I suffer from some wheat or gluten reactions. Its impact varies. I ate food I wasn’t familiar with it but I know it’s loaded with wheat. What sort and how it’s prepared seem to matter. These were baked goods. Baked goods afflict me.
It started with the growers’ market. My wife returned from shopping and having coffee with friends. She offered me the rest of her almond croissant. I accepted and ate it, to be polite, and I didn’t want to be wasteful. I blame my mother for that.
Lunch was Trader Joe’s fat free burritos. Love them but also know that their white flour tortillas cause bloating, swelling and inflammation in me. I suffer phlegm and swallowing issues. But I justified it because my computer had been returned. I was busy with it, very hungry, and the burritos were available and easy to nuke.
My wife had made a blackberry cobbler as a treat, and offered me a piece of that. I had two, to be polite. Mom always encouraged me to be polite.
Dinner, a chile relleno pie that featured a magnificent crust (complemented by a glass of pinot noir), was consumed late, after returning from the Nagasaki-Hiroshima Vigil’s closing ceremonies. I had two wedges, to be polite, followed by a another blackberry cobbler square. It was the kind thing to do.
Meanwhile, my mood was curdling like milk left out in the sun. I felt it, too, yet felt helpless in its face. To continue mixing metaphors and analogies, tides of dark water were rushing in and overwhelming me. I was stressed, irritable, short-tempered, and cranky as a sleepy three year old.
But it was only this morning, when pissing and looking back on the previous day’s eating that I saw the connection between my body, my food intake, and the dark mood. Click — hello. I’d always suspected it, but the mood change and association with food had never been so vividly demonstrated before.

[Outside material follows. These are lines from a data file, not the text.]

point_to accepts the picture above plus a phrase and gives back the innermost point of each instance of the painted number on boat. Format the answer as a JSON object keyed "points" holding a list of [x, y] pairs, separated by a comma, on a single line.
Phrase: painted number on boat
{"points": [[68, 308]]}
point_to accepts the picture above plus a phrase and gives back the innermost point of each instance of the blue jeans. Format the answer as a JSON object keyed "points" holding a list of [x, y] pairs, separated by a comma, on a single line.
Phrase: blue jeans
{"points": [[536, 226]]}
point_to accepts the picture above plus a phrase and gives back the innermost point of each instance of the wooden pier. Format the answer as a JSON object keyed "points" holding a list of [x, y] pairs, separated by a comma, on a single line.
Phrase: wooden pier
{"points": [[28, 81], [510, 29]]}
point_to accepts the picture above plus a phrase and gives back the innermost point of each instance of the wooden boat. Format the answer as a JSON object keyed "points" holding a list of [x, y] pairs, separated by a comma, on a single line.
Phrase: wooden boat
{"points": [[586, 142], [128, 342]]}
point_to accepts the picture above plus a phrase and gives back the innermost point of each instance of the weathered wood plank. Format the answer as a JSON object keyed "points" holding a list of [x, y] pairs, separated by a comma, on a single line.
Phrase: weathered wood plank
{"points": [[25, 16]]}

And — here is the zombie connection — it was mindless eating, which is pretty much what zombies do, isn’t it?
I addressed these things with morning meditation for 30 minutes, followed by health visualizations. Meanwhile I wrote about it in my head. That’s always great therapy for me. I debated about sharing it here. I write so much about me, the bloody blog may as well just be called, Me, Me, Me! But I posted it here anyway, just proving my point that this blog is all about me. But hey, look at its unimaginative name. See?
And zombies. This was also about zombies. Because, when I behave mindlessly, I become a zombie, an angry zombie with some pissing, bloating, and swelling problems, who ate some really good food.